Monday, May 23, 2011

Three things on English you should read

 This replaces an earlier blog post that for some reason did not get published with the Gerald Grow material at the end.

Three successive blog posts by John McIntyre, "resident drudge" (formal title "night content production manager" - gotta love corp-speak) at the Baltimore Sun and longtime friend through the American Copy Editors Society.



First is his "I almost give up" monologue on trying to teach lay vs. lie. Indeed, this one, by the end of the decade, will probably be in the dead-distinction bin.



Second is his excellent essay that again tackles the gulf between descriptivists and prescriptivists, built around his reading of Robert Lane Greene's You Are What You Speak.* Makes me want to get the book and tell the rest of the world to go away while I devour it.

Mr. Greene would have you think of language not a box, with sharp borders and clearly defined “correct” rules inside, but as a cloud, fluid, shifting, and unavoidably messy.

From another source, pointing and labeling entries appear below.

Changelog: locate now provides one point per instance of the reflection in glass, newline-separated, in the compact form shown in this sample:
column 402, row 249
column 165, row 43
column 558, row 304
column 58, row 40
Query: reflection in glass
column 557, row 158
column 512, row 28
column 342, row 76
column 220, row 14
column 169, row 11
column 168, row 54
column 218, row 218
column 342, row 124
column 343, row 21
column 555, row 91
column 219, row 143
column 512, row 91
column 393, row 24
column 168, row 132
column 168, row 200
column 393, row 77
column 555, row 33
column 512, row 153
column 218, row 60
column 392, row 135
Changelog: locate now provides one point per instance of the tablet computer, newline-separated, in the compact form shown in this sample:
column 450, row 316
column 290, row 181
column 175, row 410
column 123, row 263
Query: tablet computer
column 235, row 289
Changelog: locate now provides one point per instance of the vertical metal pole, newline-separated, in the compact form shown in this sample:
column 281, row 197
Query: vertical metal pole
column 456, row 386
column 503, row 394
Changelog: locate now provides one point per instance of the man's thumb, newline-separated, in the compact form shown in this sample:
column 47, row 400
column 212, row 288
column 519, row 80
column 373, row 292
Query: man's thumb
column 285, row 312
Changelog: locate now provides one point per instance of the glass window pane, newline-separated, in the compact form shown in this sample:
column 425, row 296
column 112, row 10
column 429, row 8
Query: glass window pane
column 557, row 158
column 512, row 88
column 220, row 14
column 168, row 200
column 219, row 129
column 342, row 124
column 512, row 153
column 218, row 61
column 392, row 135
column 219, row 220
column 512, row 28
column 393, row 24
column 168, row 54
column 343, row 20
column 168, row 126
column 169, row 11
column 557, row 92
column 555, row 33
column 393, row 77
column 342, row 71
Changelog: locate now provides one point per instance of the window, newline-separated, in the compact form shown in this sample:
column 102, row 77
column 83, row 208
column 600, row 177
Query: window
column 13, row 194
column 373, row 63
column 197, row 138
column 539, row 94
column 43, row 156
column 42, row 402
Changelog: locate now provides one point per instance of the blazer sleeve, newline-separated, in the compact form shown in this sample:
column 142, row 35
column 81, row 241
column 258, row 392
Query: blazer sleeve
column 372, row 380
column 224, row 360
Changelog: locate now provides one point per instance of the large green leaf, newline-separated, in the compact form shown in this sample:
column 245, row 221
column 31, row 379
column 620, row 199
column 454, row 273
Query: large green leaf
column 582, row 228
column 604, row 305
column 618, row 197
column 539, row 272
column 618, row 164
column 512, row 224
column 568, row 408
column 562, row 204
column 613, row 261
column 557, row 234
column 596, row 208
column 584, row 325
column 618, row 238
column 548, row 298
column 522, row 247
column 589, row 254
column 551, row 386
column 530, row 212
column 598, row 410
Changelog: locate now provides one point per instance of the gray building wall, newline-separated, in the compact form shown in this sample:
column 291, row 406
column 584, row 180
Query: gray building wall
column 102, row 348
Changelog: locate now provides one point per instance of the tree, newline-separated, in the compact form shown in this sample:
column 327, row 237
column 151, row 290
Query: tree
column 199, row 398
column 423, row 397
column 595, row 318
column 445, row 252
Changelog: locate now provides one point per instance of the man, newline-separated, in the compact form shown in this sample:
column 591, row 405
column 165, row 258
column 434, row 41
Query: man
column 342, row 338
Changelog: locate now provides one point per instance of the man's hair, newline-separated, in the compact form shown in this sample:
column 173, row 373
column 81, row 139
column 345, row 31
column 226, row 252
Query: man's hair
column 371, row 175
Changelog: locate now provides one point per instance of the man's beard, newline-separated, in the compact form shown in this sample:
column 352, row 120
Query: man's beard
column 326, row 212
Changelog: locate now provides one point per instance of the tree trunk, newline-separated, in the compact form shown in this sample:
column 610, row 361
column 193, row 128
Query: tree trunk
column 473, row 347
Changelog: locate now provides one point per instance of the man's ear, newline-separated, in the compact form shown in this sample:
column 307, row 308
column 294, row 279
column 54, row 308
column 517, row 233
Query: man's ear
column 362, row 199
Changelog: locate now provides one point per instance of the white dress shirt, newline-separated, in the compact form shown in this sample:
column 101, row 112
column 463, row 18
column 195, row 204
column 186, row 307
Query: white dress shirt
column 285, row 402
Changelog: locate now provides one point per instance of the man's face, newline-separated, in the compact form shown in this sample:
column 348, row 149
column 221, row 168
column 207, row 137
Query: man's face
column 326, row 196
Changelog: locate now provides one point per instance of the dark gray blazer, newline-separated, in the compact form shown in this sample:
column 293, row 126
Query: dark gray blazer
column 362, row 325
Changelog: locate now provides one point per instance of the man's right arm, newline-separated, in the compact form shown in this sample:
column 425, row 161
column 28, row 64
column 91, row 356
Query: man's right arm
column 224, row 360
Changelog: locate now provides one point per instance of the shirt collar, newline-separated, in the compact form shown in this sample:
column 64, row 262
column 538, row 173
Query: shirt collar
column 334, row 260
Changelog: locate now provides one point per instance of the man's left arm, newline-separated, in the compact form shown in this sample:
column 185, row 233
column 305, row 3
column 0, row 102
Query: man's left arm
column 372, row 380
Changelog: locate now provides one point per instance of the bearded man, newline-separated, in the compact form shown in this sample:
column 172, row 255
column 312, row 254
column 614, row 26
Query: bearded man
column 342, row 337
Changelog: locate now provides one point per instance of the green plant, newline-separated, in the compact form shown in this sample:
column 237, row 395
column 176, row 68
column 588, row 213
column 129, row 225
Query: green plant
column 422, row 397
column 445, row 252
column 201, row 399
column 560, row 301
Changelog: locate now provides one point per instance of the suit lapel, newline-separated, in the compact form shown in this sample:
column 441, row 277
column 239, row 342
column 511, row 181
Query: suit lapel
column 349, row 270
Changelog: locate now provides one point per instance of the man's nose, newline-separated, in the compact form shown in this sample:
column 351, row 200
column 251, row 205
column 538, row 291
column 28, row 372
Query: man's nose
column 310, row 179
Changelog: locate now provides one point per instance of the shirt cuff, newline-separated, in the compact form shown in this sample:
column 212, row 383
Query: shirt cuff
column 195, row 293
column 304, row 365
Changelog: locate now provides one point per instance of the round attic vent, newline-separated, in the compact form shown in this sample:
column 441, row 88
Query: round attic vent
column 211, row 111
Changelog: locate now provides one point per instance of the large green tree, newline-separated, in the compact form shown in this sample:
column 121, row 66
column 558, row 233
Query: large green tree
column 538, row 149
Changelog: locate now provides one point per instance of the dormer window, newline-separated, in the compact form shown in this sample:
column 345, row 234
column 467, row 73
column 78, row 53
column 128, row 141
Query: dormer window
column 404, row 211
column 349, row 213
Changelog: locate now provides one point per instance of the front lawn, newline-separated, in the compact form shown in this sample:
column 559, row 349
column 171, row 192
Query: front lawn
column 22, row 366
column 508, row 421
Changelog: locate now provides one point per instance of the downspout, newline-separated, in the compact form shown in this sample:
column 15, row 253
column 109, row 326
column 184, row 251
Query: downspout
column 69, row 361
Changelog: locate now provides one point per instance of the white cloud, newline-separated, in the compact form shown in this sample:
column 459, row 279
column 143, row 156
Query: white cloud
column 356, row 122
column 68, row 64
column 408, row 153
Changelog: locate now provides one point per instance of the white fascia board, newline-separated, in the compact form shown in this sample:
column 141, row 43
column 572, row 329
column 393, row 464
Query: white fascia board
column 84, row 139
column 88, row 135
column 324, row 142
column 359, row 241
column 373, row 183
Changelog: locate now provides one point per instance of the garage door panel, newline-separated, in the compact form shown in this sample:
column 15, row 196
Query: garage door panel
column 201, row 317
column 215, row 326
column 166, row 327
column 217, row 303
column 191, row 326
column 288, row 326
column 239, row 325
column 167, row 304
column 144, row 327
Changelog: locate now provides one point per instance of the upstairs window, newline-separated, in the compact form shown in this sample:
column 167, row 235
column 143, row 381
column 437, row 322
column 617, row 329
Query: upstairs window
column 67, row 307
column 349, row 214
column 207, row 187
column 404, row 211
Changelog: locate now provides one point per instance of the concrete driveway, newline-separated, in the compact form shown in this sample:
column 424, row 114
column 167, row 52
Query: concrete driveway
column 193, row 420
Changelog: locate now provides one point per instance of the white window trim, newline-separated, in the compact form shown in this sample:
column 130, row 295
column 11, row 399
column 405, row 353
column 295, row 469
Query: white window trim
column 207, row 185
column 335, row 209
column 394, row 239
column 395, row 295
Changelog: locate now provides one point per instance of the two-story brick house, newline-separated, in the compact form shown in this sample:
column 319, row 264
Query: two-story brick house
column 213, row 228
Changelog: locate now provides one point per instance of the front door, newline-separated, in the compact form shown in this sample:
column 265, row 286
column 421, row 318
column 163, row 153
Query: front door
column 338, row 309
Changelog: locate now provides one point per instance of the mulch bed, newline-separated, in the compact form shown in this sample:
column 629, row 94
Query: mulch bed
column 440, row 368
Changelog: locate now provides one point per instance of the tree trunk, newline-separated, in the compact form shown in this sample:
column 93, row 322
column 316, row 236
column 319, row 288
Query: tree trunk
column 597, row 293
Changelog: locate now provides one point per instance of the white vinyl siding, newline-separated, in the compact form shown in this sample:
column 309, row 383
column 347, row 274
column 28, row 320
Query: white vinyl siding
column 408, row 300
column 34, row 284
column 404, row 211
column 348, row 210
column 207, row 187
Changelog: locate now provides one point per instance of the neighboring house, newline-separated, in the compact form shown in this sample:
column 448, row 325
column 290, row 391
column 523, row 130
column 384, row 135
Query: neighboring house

Rather like reality.

In my case, abandoning hard-shell prescriptivism has been liberating. No longer responsible for regulating other people’s speech and signage, I can be a snob about things that don’t really matter much (bourbon and martinis) while employing prescriptivism where it is legitimate, in editing. Editors uphold the (admittedly arbitrary) standards of their publications, making judgments on the basis of subject, context, and audience rather than an inflexible set of Rules, and respecting the variety and originality of the language.


Finally, there is his excellent commentary on that long decried subject - teaching of high school English - built on a Salon article by Kim Brooks, Death to high school English.



I have no particular advice to give to high school English teachers, who are trapped. Save this. If you do give advice on grammar and usage, stop giving bad advice and promulgating zombie rules. If you have a student who shows promise, don’t steer her toward Strunk and White; recommend Joseph Williams’s Style: Ten Lessons in Clarity and Grace.

If you are a student, ill-served by a defective education and ambitious to become an accomplished writer, I do have some advice.

Item: You are going to have to do this on your own. Even if you were lucky enough to have a few good teachers, you must make yourself a writer.

Item: Start reading, and stop reading crap. Identify prose stylists whose clarity and effectiveness you admire. Examine them closely. Try to imitate their diction, their syntax, their cadences, their metaphors. John McPhee’s books may impress, and the other New Yorker writers are worth attention. But find the writers who speak to you, in newspapers, magazine, books, and online.

Item: Get yourself informed about language. You need to understand the tools in your toolbox. Garner’s Modern American Usage, Merriam-Webster’s Dictionary of English Usage, and other manuals will help you to achieve greater precision.

Item: Write, and revise. Writing is a craft you learn by doing the work. When you have a first draft, put it aside. Come back to it a few hours later, or better, the next day. Manage your embarrassment at how shoddy it is and get to work at tightening it, sharpening the focus, selecting more effective words.

Item: Get advice. Find an outlet other than your private journal. Blog if you have to. Better still, get paid for it. Seek responses from your readers. Find someone whose taste and judgment you trust, and ask him or her to be frank about your work. Your mother may want to frame your every scribble, but you need someone who will tell you what you need to hear to keep you from making an ass of yourself in public.

Item: Settle in for the long term. The headline on this post is one of my favorite lines from Chaucer, “The lyf so short, the craft so long to lerne.” The life so short, the craft so long to learn. So get at it.


There is not much more to be said, but I  also recommend an earlier article (2006 - PDF) by Gerald Grow that has an excellent review of the various forces at work in teaching English and grammar and the tug of war that this poses for journalism teachers:


By contrast, journalism in any given year is dominated by the prescriptive grammar that governs practitioners at that time — embodied in stylebooks and specific reference works. To journalism teachers, it is fine for students to develop a broad, relativistic understanding of the changing nature of

language, and for English teachers to teach this. But our students also have to master the standard grammar of the time — however arbitrary some of it may be — and many things about grammar are arbitrary.